Indicators for classification models
Notations : TP (True Positives), TN (True Negatives), FP (False Positives) et FN (False Negatives).
- Accuracy : The accuracy is the ratio (TP+TN)/(TP+TN+FP+FN). The closer it is to 1, better is the test.
- Precision : Precision is the ratio TP/(TP + FP). It corresponds to the proportion of positive predictions that are actually correct. In other words, a model with an accuracy of 0.8 correctly predicts the positive class in 80% of the cases.
- Balanced accuracy (binary case only) : Balanced accuracy is an indicator used to evaluate the quality of a binary classifier. It’s specially useful when the classes are unbalanced, i.e. one of the two classes appears more often than the other. It is calculated as follows: (Sensitivity + Specificity) / 2.
- False Positive Rate (binary case only) : Proportion of negative cases that the test detects as positive (FPR = 1-Specificity).
- False Negative Rate (binary case only) : Proportion of positive cases that the test detects as negative (FNR = 1-Sensitivity)
- Correct classification : number of well-classified observations.

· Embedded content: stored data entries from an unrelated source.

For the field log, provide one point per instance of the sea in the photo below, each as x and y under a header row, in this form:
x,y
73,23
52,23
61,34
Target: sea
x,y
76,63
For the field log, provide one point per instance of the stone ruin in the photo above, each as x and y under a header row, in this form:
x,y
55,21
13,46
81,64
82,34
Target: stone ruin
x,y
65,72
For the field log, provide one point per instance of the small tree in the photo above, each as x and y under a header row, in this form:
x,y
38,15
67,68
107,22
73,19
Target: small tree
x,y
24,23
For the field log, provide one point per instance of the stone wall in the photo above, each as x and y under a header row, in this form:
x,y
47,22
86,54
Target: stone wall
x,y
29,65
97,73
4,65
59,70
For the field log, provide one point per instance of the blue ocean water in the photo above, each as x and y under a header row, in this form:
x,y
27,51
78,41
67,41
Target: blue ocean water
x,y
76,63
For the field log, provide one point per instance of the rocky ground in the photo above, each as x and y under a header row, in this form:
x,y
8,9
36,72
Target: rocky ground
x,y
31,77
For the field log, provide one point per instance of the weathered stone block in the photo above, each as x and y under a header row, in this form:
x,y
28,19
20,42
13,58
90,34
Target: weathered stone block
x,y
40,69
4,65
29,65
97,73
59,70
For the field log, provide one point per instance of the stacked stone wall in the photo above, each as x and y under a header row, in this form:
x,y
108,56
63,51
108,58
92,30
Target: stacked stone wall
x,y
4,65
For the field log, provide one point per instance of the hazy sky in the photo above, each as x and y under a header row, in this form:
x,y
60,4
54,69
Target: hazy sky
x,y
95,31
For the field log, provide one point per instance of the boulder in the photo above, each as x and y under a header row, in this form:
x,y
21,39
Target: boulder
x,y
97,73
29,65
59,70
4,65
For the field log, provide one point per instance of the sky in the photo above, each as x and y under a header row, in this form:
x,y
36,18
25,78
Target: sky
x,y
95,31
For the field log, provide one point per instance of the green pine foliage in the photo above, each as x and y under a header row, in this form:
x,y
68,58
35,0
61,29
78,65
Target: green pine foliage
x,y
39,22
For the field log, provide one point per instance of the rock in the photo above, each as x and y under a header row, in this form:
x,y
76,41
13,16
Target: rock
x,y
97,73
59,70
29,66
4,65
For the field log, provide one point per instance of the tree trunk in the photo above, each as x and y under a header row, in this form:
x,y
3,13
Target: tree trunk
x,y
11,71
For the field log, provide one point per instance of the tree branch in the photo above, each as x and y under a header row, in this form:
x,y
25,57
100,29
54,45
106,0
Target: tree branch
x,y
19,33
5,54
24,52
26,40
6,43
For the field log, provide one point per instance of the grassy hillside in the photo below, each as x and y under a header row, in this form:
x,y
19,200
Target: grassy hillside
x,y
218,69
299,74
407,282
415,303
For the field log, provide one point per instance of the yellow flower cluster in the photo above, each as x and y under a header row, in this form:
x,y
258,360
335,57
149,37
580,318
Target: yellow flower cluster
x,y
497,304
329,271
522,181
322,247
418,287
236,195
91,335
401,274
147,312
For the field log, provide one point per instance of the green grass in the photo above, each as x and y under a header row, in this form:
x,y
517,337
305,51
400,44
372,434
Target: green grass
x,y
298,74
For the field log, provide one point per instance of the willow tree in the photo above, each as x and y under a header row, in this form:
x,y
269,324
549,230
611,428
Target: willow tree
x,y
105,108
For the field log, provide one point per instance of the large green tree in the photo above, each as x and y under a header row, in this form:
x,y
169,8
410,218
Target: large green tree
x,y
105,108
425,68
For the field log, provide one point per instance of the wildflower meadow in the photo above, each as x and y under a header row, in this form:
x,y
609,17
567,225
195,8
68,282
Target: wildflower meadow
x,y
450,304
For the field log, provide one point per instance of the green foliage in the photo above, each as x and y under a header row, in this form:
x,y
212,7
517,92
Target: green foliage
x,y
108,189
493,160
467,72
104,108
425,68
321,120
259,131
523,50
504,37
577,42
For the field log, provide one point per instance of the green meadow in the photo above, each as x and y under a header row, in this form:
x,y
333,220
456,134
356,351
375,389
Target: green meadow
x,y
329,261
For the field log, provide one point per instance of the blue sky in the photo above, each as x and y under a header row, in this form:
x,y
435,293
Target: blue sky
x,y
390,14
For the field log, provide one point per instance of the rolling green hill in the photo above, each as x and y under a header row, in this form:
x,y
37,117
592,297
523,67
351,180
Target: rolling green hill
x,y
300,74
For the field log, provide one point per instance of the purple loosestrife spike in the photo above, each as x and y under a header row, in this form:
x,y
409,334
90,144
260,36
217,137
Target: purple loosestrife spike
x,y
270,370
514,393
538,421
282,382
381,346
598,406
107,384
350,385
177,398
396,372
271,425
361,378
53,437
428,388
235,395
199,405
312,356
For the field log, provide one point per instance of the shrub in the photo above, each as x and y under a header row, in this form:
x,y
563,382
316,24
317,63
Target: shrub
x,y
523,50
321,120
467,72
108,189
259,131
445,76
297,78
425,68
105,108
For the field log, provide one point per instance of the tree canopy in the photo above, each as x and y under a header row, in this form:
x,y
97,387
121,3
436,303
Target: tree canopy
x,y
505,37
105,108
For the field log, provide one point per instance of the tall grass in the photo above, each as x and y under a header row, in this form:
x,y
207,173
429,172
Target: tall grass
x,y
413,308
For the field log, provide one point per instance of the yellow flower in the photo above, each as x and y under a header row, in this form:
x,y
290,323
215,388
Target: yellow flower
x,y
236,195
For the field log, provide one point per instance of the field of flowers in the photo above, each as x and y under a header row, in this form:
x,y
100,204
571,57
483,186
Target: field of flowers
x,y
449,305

- Misclassification : number of misclassified observations.
- Prevalence: Relative frequency of the event of interest in the total sample (TP+FN)/N.
- F-measure : The F-measure also called F-score or F1-score can be interpreted as a weighted average of precision and recall or sensitivity. Its value is between 0 and 1. It is defined by : F-measure = 2 * (Precision * Sensibility) / (Precision + Sensibility).
- NER (null error rate) : it corresponds to the percentage of error that would be observed if the model always predicted the majority class.
- Cohen Kappa : it is useful when we want to study the relationship between the response variable and the predictions. The value of Kappa is between 0 and 1. A value of 1 means that there is a total link between the two variables (perfect classification).
- Cramer’s V : The Cramer’s V test compares the degree of linkage between the two variables studied. The closer V is to zero, the less dependent the variables studied are.
- MCC (Matthews correlation coefficient) : The Matthews correlation coefficient (MCC) or phi coefficient is used in machine learning as a measure of the quality of binary (two-class) classifications, introduced by biochemist Brian W. Matthews in 1975. The MCC is defined identically to Pearson’s phi coefficient.
- Roc curve : The ROC curve (Receiver Operating Characteristics ) displays the performance of a model and enables a comparison to be made with other models. The terms used come from signal detection theory. The curve of points (1-specificity, sensitivity) is the ROC curve.
- AUC : The area under the curve (AUC) is a synthetic index calculated for ROC curves. The AUC is the probability that a positive event is classified as positive by the test, given all possible values of the test.
- Lift curve : The Lift curve is the curve that represents the Lift value as a function of the percentage of the population. Lift is the ratio between the proportion of true positives and the proportion of positive predictions.
- Cumulative gain curve : The gain curve represents the sensitivity, or recall, as a function of the percentage of the total population. It allows us to see which portion of the data concentrates the maximum number of positive events.